How lasting is the switch to online participation? Can this provide a solid business model for the arts? How? In which arts disciplines?
In a crisis such as the pandemic, can the arts be better integrated into government responses such as wellbeing and mental health initiatives?
Has the pandemic had an influence on the accessibility of some arts activities, thanks to digital engagement, the prevalence of outdoor performances, (generally) lower ticket prices for digital works, and new outreach strategies?
User survey feedback
We are very pleased that 96% of respondents to our user survey agreed that our research is of high quality, and 91% agreed that our work makes a real impact on the arts sector. Regarding new distribution methods that we asked users about, a solid majority reported interest in all three: webinars (70%), video summaries (60%), and peer learning / discussion sessions (56%).

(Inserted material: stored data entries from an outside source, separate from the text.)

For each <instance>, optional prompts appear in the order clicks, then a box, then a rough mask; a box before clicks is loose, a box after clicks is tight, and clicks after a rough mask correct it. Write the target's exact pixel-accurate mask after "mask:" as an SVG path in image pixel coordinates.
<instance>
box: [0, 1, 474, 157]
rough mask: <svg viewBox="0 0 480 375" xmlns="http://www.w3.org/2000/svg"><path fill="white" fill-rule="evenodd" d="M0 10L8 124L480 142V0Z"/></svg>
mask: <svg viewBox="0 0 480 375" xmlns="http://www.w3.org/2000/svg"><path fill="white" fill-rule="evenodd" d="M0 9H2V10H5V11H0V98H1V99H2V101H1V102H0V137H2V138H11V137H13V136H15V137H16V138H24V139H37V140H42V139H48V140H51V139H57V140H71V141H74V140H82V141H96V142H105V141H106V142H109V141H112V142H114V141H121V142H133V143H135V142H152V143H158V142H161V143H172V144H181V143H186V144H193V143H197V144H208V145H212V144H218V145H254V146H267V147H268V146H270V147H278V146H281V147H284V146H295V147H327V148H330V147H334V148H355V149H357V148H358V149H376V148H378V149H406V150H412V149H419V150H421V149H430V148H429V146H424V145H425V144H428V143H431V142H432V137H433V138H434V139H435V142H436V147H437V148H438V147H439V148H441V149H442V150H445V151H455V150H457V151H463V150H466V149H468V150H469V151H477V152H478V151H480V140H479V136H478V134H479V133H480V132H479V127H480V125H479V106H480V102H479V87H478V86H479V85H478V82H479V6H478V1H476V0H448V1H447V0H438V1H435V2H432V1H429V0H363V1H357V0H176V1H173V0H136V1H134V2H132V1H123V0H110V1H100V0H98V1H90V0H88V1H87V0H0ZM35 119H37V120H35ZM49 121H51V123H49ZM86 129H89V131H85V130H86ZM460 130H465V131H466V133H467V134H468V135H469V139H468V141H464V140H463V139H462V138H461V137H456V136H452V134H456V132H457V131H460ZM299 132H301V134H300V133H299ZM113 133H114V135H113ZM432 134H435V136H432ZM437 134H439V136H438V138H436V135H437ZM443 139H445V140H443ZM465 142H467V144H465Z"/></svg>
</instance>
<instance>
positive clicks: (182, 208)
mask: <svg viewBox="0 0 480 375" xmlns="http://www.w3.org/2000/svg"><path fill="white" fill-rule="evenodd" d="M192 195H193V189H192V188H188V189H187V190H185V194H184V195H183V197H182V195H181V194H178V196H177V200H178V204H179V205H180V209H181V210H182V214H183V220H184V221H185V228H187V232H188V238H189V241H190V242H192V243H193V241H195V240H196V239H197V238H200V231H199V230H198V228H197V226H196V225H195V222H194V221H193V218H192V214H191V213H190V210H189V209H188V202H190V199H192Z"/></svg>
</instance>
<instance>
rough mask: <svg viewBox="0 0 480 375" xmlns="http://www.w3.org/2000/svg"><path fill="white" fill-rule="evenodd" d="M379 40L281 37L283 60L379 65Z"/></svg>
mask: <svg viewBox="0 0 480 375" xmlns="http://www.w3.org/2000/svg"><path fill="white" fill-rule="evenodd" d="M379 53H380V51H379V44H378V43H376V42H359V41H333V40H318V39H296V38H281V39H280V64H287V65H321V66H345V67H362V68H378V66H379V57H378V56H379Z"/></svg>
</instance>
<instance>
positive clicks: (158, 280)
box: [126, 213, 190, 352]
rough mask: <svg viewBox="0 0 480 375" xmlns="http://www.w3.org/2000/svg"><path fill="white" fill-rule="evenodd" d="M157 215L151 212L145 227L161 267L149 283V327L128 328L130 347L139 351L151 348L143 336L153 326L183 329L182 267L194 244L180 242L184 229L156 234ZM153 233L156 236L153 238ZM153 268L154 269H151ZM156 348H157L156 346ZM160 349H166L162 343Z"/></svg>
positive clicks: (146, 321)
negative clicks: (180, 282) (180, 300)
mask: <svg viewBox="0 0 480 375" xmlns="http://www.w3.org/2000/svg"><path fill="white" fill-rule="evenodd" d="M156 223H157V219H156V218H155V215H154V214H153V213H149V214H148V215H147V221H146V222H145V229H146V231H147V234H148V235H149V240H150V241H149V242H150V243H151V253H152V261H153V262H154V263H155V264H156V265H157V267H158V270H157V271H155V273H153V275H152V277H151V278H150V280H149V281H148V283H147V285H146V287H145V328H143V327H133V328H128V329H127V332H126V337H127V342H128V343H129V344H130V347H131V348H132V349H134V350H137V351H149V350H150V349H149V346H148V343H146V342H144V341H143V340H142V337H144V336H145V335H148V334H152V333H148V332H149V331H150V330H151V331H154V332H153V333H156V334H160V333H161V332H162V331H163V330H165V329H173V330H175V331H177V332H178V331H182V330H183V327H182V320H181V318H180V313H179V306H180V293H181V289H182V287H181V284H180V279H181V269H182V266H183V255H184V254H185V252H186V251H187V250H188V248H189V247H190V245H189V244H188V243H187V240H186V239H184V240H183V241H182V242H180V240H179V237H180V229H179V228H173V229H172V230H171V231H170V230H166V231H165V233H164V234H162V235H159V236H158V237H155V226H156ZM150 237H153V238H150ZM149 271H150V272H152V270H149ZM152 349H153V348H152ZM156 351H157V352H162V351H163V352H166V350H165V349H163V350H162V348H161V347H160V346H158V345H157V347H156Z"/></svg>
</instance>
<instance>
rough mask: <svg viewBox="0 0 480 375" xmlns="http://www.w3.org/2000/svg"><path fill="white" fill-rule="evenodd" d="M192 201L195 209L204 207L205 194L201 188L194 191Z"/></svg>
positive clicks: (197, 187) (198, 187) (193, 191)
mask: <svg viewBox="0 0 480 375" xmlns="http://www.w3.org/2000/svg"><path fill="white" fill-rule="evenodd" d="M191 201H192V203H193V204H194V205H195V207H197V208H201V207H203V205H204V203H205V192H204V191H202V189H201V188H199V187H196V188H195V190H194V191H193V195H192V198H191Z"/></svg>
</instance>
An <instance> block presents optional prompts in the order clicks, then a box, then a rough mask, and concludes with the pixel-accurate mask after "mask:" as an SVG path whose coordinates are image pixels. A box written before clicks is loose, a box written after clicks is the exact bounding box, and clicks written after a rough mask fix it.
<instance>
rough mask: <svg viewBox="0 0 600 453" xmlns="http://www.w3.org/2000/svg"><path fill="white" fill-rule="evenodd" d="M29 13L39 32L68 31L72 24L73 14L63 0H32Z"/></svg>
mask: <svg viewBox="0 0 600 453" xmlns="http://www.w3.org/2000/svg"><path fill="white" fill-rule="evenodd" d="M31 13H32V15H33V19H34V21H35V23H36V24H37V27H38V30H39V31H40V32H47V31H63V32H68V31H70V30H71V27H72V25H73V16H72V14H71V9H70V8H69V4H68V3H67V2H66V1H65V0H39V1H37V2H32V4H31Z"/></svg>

Respondents provided suggestions for improvements, including working to increase the availability of our information and to improve our summaries (e.g., “presentations by you at all conferences, visits to sectoral and regional meetings, etc.” and “getting the information in smaller chunks … with a slightly different take-away”). Others asked us to work toward solutions, beyond highlighting important issues (e.g., “Make more recommendations. Maybe have some field leaders digest and make recommendations.” And “offer insight into the hows and wherefores of moving forward”, possibly as a follow-up to the reports).
Our sincere thanks go out to the 100 people who responded to the user survey. We will integrate your thoughts into our planning for the future of Statistical Insights on the Arts.
This publication was originally funded through a pilot project with the Azrieli Foundation, the Metcalf Foundation, and the Rozsa Foundation. It is reproduced here for ease-of-access only (and without any paywall).